Many children with special needs are being failed by schools which cannot cope with them, a teachers' union is warning.
Teachers are concerned at children with behavioural problems
Policies aimed at including everyone in mainstream schools have led to big problems for some schools, according to members of England's second-biggest teachers' union, the NASUWT.
Delegates at the organisation's annual conference in Bournemouth heard criticism of the closure of many special schools.
One delegate, Ron Clooney, from a Southampton secondary school, said teachers were being told to reward the good behaviour of children who were generally very difficult to control or even violent.
"We are being urged to give the kids Mars bars when they are walking around with iron bars," he said.
"It doesn't work. You don't see policemen walking around with Mars bars instead of truncheons.
"Inclusion doesn't work and we don't want it."
The NASUWT's general secretary Eamonn O'Kane said the issue of inclusion was one which concerned many members.
The union was not opposed to inclusion, which he said could be good both for children with special needs and the main school population, provided schools were given enough resources.
But he added: "If a school is not given proper facilities it can be a disaster. When you apply the concept of inclusion for youngsters of all special needs, that leads to real problems.
"Schools with a high proportion of children with special needs have to deal with a multiplicity of problem behaviour.

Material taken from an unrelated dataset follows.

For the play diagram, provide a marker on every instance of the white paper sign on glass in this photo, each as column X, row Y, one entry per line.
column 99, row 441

"The children themselves do not benefit from the experience. Sometimes they are very vulnerable children who find themselves being bullied."
Mr O'Kane said the closure of many special schools under Labour had been driven by cost-cutting and he was pleased the government now seemed ready to maintain surviving special schools.
"The rush to close special schools was ill-judged and mainstream schools can often reap the consequences."